The Periodicals Circulation License is assessed by the Department of Public Service Media Revenue (DPSMR). The cost of the Periodicals Circulation License averages 5μ/AU per daily periodical for one residential delivery point.

The physical distribution of periodicals to end users is a public service of the various local periodicals distribution systems that exist in cities across Illuminatia. Regional newspapers and magazines established these common delivery systems to realize efficiencies for newspaper circulation. These efficiencies were intended to keep costs down, allow readers universal access to all periodicals, and establish news delivery as a utility-like public service intended to benefit all citizens.

The Periodicals Circulation License tax does not apply to periodicals that are self-distributed or otherwise not distributed using the infrastructure of a local periodicals distribution system. Any newspaper or periodical is of course free to use its own private means of distribution in much the same way newspaper circulation functioned in the post-modern-classical era of Earthly civilization. However, newspapers and magazines almost entirely find it more practical and economical to accept the minimal taxation that is required to utilize the publicly available distribution systems for circulation of their publications. As a result, the Periodicals Circulation License is not considered to be a compulsory tax on access to the media but is rather considered an optional tax on access to a public utility.

The average 5μ/AU for the Periodicals Circulation License accounts for about one half of one percent of the average Illuminatian's annual income. The tax is compounded based on the number of newspapers or periodicals the subscriber receives, is prorated based on the number of editions the subscriber receives for each periodical, and is discounted for persons with limited financial means on a basis proportional to overall disposable income. The license tax is proportionally priced for biweekly, weekly, biannually, or annually-published periodicals.

Failure to pay the Periodicals Circulation License by persons with the financial means to pay the tax is a crime and is grounds for action by the Bureau of Punishment and Castigation (BPC) and otherwise leads to a discontinuation of the offender's paper periodicals subscriptions.

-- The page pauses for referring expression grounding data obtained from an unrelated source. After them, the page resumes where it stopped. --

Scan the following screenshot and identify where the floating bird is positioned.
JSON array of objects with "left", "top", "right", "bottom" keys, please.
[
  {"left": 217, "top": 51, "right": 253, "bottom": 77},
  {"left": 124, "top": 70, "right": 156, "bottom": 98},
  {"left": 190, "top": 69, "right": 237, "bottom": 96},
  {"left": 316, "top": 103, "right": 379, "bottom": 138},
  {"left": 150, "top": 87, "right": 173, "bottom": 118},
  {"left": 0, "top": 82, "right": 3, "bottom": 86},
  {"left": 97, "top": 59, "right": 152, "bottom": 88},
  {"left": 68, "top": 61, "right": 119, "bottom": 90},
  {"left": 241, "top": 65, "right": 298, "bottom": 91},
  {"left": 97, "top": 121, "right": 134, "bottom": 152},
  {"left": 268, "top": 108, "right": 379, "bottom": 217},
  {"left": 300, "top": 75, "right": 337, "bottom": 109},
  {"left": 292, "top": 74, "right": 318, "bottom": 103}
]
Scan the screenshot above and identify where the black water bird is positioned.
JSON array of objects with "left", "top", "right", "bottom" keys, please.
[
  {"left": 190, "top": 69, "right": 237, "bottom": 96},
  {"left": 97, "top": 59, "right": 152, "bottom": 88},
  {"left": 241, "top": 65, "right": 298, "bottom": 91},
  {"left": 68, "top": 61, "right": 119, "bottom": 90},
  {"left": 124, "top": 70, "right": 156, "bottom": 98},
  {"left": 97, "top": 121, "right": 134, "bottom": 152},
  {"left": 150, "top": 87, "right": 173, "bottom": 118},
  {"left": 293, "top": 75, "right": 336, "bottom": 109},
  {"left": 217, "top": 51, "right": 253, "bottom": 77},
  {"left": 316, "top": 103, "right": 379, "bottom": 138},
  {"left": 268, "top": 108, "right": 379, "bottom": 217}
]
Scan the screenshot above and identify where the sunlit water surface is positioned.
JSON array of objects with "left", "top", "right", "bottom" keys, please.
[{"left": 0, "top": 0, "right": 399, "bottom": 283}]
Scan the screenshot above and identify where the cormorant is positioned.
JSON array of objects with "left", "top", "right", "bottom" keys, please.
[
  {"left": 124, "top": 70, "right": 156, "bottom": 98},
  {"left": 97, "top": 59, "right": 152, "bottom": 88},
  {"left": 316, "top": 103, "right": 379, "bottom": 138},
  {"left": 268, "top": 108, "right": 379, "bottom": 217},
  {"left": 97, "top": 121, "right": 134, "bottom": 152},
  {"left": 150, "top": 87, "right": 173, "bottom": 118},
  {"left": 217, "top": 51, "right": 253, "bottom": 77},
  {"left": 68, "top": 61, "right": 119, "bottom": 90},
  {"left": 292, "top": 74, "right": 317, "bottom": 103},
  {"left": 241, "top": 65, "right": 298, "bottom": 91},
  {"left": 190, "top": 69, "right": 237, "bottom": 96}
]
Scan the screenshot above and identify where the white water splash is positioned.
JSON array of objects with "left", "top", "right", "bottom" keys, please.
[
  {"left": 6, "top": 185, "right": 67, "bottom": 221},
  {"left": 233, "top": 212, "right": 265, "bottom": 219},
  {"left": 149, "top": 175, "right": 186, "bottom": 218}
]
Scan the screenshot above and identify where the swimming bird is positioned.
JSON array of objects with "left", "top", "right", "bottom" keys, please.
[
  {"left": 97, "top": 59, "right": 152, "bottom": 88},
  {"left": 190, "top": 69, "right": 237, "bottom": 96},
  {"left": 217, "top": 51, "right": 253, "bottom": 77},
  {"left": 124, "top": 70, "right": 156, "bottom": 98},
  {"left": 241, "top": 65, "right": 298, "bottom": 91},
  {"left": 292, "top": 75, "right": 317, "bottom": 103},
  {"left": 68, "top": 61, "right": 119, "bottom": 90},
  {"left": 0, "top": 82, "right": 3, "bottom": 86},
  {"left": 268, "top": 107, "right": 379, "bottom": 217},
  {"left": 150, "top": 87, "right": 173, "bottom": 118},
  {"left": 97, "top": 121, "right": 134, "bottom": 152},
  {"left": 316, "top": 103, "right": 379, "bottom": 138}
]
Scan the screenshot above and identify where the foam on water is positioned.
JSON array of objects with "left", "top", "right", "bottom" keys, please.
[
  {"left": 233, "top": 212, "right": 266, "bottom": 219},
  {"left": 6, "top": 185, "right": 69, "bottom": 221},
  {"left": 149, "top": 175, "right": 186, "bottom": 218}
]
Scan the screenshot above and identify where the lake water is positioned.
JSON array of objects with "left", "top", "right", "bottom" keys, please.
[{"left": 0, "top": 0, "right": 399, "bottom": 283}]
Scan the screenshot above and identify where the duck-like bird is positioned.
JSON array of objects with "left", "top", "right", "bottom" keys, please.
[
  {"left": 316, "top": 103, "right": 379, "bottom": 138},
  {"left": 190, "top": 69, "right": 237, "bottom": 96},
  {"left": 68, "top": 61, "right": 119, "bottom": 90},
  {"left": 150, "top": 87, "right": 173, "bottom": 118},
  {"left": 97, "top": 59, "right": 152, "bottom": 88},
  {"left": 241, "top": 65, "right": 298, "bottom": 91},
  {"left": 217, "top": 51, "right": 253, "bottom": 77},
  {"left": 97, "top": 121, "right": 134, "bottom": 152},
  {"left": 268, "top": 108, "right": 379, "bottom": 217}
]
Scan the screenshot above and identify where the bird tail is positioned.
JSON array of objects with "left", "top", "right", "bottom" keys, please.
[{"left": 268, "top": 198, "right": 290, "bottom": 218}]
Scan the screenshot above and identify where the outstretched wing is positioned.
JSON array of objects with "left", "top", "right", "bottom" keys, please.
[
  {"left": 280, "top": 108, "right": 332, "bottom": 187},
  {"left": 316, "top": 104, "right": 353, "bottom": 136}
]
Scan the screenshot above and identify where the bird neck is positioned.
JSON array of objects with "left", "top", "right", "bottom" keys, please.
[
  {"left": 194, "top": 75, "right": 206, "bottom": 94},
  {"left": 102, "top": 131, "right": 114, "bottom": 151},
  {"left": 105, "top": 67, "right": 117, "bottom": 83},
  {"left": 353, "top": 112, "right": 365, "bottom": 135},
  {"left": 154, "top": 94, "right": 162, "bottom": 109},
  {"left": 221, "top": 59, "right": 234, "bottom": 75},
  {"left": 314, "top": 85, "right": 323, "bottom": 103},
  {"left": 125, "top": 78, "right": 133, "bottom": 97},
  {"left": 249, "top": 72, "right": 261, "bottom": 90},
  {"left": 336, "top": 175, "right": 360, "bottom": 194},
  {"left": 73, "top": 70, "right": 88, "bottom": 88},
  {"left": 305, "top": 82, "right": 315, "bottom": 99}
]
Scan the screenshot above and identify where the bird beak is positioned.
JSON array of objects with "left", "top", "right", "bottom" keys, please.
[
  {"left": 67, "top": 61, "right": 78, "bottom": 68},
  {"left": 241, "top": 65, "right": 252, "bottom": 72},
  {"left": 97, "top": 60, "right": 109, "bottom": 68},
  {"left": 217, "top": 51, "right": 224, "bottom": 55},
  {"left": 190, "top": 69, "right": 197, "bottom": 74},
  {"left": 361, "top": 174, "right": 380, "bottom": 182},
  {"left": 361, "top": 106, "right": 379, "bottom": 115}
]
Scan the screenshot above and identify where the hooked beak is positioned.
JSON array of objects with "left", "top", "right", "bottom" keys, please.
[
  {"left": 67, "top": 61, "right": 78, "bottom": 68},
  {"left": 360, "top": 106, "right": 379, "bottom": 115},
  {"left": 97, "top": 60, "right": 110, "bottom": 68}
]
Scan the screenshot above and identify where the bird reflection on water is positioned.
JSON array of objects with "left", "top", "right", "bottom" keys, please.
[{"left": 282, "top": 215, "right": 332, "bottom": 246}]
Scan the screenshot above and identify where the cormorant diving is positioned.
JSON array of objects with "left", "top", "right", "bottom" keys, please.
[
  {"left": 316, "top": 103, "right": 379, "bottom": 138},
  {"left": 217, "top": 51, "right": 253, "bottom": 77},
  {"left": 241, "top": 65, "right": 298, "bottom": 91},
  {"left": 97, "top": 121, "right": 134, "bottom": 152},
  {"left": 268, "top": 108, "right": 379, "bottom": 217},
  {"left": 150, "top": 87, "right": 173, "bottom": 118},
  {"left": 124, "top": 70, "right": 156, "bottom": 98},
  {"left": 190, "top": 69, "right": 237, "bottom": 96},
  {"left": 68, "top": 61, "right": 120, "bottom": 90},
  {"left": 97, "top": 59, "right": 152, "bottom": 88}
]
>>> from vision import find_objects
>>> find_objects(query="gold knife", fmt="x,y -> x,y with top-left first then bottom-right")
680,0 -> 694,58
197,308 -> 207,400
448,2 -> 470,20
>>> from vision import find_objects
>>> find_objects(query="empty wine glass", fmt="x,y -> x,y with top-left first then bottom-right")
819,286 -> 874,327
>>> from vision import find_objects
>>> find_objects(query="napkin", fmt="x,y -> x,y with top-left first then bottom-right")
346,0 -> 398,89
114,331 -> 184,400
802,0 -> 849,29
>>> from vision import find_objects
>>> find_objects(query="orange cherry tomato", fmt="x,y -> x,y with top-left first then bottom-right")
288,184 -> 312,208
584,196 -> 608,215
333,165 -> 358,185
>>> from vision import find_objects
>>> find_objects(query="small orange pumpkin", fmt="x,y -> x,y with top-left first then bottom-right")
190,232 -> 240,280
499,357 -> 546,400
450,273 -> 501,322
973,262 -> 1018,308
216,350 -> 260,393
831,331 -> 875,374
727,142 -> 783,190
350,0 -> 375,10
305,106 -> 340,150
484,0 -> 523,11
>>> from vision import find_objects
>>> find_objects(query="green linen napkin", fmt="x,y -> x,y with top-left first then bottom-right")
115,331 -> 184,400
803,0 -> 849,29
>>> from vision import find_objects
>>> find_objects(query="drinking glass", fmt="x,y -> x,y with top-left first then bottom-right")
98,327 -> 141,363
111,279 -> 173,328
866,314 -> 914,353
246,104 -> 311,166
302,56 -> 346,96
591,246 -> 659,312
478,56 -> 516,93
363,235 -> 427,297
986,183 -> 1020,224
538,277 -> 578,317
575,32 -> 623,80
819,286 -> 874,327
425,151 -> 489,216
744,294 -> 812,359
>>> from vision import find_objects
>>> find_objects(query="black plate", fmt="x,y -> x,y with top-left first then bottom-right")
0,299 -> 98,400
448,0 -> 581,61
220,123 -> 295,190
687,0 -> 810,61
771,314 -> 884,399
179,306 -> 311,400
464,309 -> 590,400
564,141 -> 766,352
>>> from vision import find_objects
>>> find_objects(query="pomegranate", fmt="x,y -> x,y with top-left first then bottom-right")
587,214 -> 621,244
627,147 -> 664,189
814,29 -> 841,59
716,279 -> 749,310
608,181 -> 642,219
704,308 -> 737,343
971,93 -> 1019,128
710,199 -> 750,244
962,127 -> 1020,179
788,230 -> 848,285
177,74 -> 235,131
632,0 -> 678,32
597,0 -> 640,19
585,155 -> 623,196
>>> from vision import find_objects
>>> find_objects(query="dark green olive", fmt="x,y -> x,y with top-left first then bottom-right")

A scheme of public/private agreements led to the establishment of a tax on delivery of periodicals that could be collected on behalf of the publicly-funded local periodicals distribution systems. After a history of the DPSMR and DPSMI working together to successfully collect and distribute revenue from the Receiver License, those two governmental agencies approached a coalition of local periodicals distributions syndicates to negotiate the collection of a tax on delivery that would in turn provide the public funding for these distribution systems. This funding had until this time been inadequate and unreliable on the local level. The agreement established these local distribution systems as public utilities, provided them reliable funding, and solidified a taxation system to further ensure the future of public service media electronically and by print.